If you save to disk, you can create a folder for each domain name, usually the pages of this site are placed in this folder, as long as the filename is not the same, there will be no conflict. If you save the page to disk, the database has its own set of lock management mechanism, directly with bulk copy put the database on the line. The commonly frequent write disk may cause the CPU to be too high, but frequently writes the database CPU to be good some. and sqlserver2008 supports FileStream types of fields, has good performance when saving large text fields, and can also be accessed using the database's APIs. So I think it would be better to save SQL Server without the efficient and mature Distributed file system as GFS.

How to adjust the collection time interval of the crawler effectively according to the update frequency of the webpage.
As a crawler to understand some HTTP protocol, if you want to catch the Web page support last-modified or ETag head, we can first send a heads request to test whether the page has changed to decide if you want to crawl, but many sites do not support this thing, so let the crawler also very laborious, Let your site also lose more performance.

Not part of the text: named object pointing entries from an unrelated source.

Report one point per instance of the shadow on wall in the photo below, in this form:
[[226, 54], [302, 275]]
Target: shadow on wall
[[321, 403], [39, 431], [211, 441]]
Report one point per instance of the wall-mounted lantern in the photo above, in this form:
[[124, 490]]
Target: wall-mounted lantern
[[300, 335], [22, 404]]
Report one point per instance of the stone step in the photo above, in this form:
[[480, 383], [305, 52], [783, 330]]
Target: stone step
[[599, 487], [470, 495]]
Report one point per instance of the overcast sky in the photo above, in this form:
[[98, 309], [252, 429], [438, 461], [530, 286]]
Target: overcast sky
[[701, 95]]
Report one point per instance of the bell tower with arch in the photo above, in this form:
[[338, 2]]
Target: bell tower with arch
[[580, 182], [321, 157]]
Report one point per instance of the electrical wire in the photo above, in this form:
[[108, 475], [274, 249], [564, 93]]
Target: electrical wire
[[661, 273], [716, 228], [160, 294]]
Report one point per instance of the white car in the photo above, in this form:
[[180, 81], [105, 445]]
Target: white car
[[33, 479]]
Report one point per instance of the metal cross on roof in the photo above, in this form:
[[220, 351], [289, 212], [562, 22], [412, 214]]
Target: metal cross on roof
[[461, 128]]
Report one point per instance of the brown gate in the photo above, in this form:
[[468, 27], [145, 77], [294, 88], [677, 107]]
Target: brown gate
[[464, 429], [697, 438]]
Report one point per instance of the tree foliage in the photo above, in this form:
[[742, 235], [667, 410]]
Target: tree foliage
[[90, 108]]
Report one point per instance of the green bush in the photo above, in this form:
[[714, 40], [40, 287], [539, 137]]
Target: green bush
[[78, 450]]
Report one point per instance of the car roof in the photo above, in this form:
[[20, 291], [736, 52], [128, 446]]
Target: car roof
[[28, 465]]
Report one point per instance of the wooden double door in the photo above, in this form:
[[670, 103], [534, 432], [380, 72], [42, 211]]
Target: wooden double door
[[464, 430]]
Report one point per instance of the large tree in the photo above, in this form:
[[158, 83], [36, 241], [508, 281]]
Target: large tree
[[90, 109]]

In this way we have to mark each source page update time interval and weight, and then based on these two values to use a certain algorithm to develop the spider's Update strategy.

what to do with the data collected.
Can crawl an industry's website, in the local segmentation and indexing, made vertical search engine. A certain training algorithm can be used to automatically classify the crawled pages and make a news portal. The text similarity algorithm can be used to deal with the text clustering after the death of small popularity.

how to not affect the performance of the other site.
Now a lot of web sites are crawling fear, because some spiders get to live a site can climb, crawling people's website normal users can not access. So a lot of webmaster think a lot of ways to deal with reptiles, so we write a crawler to follow the robot protocol, control the amount of time per site to visit.

Other questions:
Http://notes.zhourenjian.com/whizznotes/xhtml/4308.html

Contact Us

The content source of this page is from Internet, which doesn't represent Alibaba Cloud's opinion; products and services mentioned on that page don't have any relationship with Alibaba Cloud. If the content of the page makes you feel confusing, please write us an email, we will handle the problem within 5 days after receiving your email.

If you find any instances of plagiarism from the community, please send an email to: info-contact@alibabacloud.com and provide relevant evidence. A staff member will contact you within 5 working days.

A Free Trial That Lets You Build Big!

Start building with 50+ products and up to 12 months usage for Elastic Compute Service

  • Sales Support

    1 on 1 presale consultation

  • After-Sales Support

    24/7 Technical Support 6 Free Tickets per Quarter Faster Response

  • Alibaba Cloud offers highly flexible support services tailored to meet your exact needs.